Lui era il mio amico. Sono stata molto sola e molto asociale, da bambina, anche se forse adesso non si direbbe, quindi per me Andrea era molto più di un pezzo di plastica sagomato. Ricordo di aver terribilmente sofferto quando lo dimenticai al sole in auto e gli si deformò una gamba: sentivo che lo avevo tradito.
- Sei felice che te l'ho ritrovato? Gli ho anche fatto il bagnetto.
- Mamma, è una sorpresa meravigliosa. Grazie, grazie davvero.
Mia madre mi porge un sacchetto di carta Ikea.

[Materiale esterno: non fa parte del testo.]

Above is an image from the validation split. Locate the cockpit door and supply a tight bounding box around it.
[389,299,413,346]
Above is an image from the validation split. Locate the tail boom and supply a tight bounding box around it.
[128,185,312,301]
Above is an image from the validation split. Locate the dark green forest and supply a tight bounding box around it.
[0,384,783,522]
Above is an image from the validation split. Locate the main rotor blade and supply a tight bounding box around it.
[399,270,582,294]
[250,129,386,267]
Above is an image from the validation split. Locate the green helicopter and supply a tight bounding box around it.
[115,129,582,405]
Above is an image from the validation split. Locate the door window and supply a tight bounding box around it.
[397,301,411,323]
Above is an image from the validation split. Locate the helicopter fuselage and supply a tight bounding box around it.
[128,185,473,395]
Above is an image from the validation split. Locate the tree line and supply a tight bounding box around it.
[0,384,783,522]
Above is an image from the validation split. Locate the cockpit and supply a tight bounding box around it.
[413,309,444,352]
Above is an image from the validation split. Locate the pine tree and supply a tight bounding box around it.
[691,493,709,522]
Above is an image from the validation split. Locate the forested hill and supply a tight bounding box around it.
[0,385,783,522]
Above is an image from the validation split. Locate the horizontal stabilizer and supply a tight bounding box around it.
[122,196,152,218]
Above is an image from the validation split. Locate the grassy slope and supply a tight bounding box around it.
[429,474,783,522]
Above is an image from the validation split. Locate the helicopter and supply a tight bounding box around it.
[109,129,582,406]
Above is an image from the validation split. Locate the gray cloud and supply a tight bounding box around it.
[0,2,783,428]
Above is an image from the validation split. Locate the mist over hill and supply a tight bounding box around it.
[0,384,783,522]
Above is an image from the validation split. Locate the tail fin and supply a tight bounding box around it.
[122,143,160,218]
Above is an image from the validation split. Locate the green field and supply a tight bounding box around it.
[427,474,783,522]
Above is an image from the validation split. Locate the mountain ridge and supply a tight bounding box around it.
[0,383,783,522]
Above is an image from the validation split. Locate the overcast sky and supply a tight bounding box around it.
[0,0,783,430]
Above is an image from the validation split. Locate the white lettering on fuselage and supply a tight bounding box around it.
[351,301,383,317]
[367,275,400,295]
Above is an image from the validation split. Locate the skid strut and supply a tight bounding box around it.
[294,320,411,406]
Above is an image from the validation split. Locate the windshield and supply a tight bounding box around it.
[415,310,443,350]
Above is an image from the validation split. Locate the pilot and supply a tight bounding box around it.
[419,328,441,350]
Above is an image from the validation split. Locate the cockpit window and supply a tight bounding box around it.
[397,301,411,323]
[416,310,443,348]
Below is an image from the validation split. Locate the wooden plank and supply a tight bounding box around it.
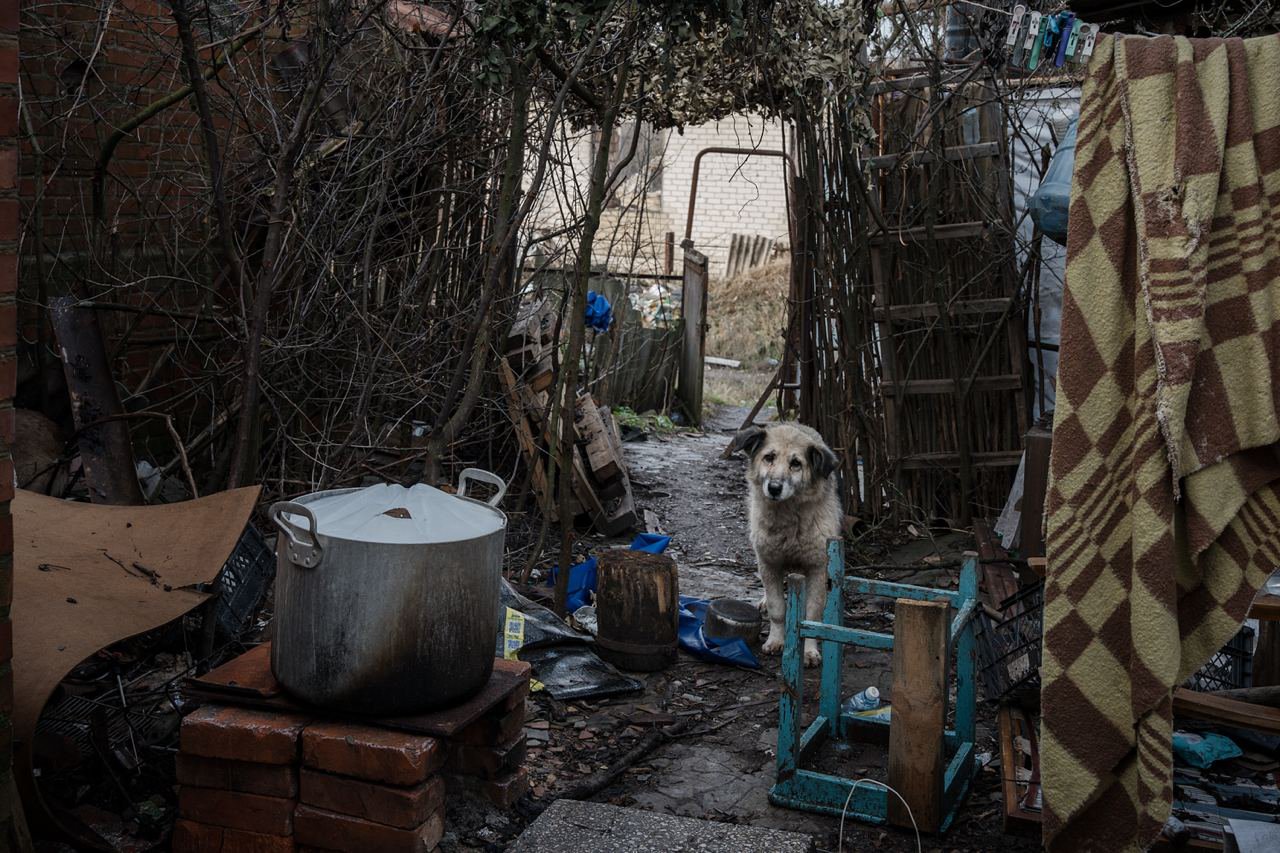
[1253,622,1280,688]
[998,706,1041,838]
[899,451,1023,470]
[600,406,626,450]
[678,248,708,425]
[883,373,1023,394]
[865,142,1000,170]
[873,297,1009,321]
[1174,688,1280,734]
[573,394,622,485]
[870,222,988,246]
[888,598,950,833]
[973,519,1021,616]
[1018,427,1053,557]
[498,359,559,521]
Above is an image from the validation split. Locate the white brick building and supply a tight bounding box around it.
[532,115,790,275]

- Tieni: portatelo a casa.
- No, mamma, tienilo qui. E' giusto che stia qui, così magari un giorno, SE avrai dei nipoti, avranno qualcosa con cui giocare.
- Beh, QUANDO avrò nipoti saranno figli tuoi. Porta a casa Andrea, lo porteranno qui quando verranno a trovare i nonni.
Mia madre mi guarda con la testa china e gli occhi che luccicano.
Mi chiedo che diavolo abbia da guardare, quando mi accorgo che sto tenendo Andrea come se fosse un neonato vero, sorreggendo correttamente la testina. Già che siamo sotto Natale, ci manca solo che mi trasformi in una versione moderna e stilosa della natività.
- Non ti dice niente?
- No, mamma, non cominciare.
- Guarda come staresti bene con un bambino vero in braccio: staresti benissimo!
- Mamma, no!
- Perchè no? Non ci sarebbe mica niente di male!
- Mamma, ma questa storia di Andrea è tutto un trucco per...?
- ...
E in quel momento mi sento molto stupida, molto figlia in versione degenere, ma soprattutto molto ma molto decrepita.
Ficco Andrea nella borsa Ikea, badando bene a non trattarlo con la grazia che riserverei ad un bambino vero (nella mia testa però gli chiedo scusa), e dico a mia madre che devo scappare, altrimenti il mio capo andrà su tutte le furie. Ad un tratto mi importa.
- Mettilo nel bagagliaio, che magari qualcuno, vedendo la borsa in macchina, non te la rubi!
- Mamma, un bambolotto di ventisei anni? Comunque lo metterò nel bagagliaio, sai mai che qualcuno vedendolo parcheggiato in auto chiami il telefono azzurro.